Bob Shacochis, La femme qui avait perdu son âme, Gallmeister, 2017
Par François Lechat.
Un roman-fleuve (près de 900 pages en format de poche) et un roman-monde, ou presque : Etats-Unis, Haïti, Turquie, Yougoslavie, sur plusieurs époques – et l’ombre du 11-Septembre qui ne cesse de croître, de s’annoncer. Vous pouvez vous fier aux éloges qui fleurissent sur internet : ce roman brasse une foule de thèmes et entremêle différents genres : géopolitique, espionnage, romance, psychologie, amour, vengeance, foi, sexe, vaudou, corruption, inceste, culpabilité, femme fatale, islamisme, impérialisme américain – un monde sans boussole dont des officines à triple fond tentent de garder le contrôle, sans y parvenir… Avec, au centre de l’intrigue, une femme aux identités multiples et au comportement déroutant, et son père dont l’enfance, dans le chaos serbo-croate de l’après Seconde Guerre mondiale, est saisissante. Il faut ajouter, encore, une écriture virtuose, une culture presque écrasante, un sens de la formule énigmatique, des éclairs de psychologie ou de réflexion morale qui s’invitent en permanence dans ce qui constitue avant tout un gigantesque réseau de manipulations et de trompe-l’œil.

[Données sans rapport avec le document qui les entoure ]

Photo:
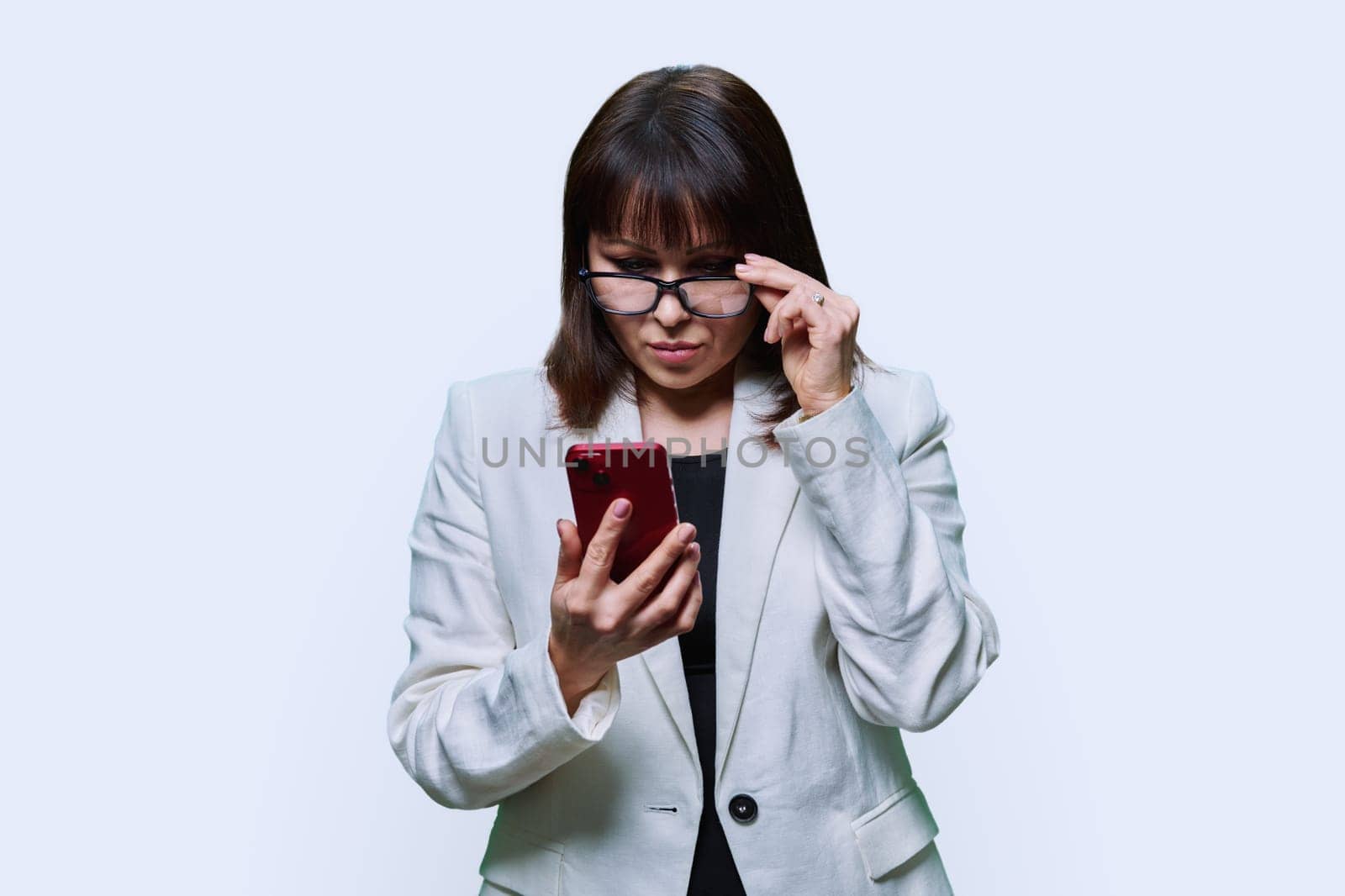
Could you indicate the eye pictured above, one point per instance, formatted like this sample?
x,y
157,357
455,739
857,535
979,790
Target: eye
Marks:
x,y
723,266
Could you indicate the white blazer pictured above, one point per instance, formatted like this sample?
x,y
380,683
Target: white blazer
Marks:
x,y
845,614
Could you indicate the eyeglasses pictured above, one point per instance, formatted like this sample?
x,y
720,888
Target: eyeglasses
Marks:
x,y
631,293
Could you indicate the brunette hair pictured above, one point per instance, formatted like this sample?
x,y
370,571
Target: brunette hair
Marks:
x,y
674,154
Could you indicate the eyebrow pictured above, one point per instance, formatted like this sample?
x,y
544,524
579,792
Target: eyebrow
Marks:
x,y
690,252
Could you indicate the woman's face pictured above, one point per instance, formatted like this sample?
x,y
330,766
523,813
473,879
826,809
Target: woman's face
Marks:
x,y
716,340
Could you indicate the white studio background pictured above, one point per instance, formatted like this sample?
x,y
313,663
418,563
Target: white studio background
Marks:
x,y
246,246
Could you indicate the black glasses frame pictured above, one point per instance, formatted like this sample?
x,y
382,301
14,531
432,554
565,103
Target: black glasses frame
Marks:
x,y
676,286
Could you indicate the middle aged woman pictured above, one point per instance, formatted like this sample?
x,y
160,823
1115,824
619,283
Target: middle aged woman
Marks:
x,y
736,730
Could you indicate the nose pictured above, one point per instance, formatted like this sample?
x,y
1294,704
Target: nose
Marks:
x,y
670,311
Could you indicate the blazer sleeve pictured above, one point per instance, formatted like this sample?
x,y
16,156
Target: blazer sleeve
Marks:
x,y
914,636
477,717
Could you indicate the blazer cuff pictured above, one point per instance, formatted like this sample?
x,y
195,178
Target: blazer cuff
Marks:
x,y
837,451
598,708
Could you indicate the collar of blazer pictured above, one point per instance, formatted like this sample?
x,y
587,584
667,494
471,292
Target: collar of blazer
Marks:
x,y
759,495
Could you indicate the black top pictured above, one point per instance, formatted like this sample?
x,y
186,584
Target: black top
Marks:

Un livre éblouissant, donc, mais que l’on n’est pas forcé d’aimer. Car il y a des limites au plaisir de ne pas comprendre, au fait de devoir tâtonner pour saisir des intentions cachées – comme il y a des limites à la dissection des mœurs, des lieux et des pratiques des puissants, exercice qui n’impose pas forcément de donner le détail de ce que l’on mange en Turquie, de l’art de conduire un voilier ou des techniques de pêche à la mouche. Ni d’être, en définitive, aussi arrimé aux Etats-Unis et au christianisme. L’auteur a mis 10 ans, dit-on, pour écrire ce livre, et cela ne m’étonne pas. Le résultat est formidable, mais il aurait dû consacrer un an de plus à l’alléger. Cela dit, essayez : c’est tout sauf banal. Comme cette phrase prise au hasard, à titre d’exemple :
« Elle-même avait ressenti la mélancolie de la ville, mais elle y résistait, sauf parfois sur un ferry ou lorsqu’elle marchait dans les ruelles pavées et qu’elle était envahie par une sensation de déjà-vu, le sentiment qu’elle avait déjà vécu sa vie un millier d’années auparavant et qu’elle était maintenant un esprit fantôme, un ange, peut-être, ou une réincarnation, qui n’existait que pour une unique raison : gratifier ses avatars passés d’une compassion éternelle. » (page 337)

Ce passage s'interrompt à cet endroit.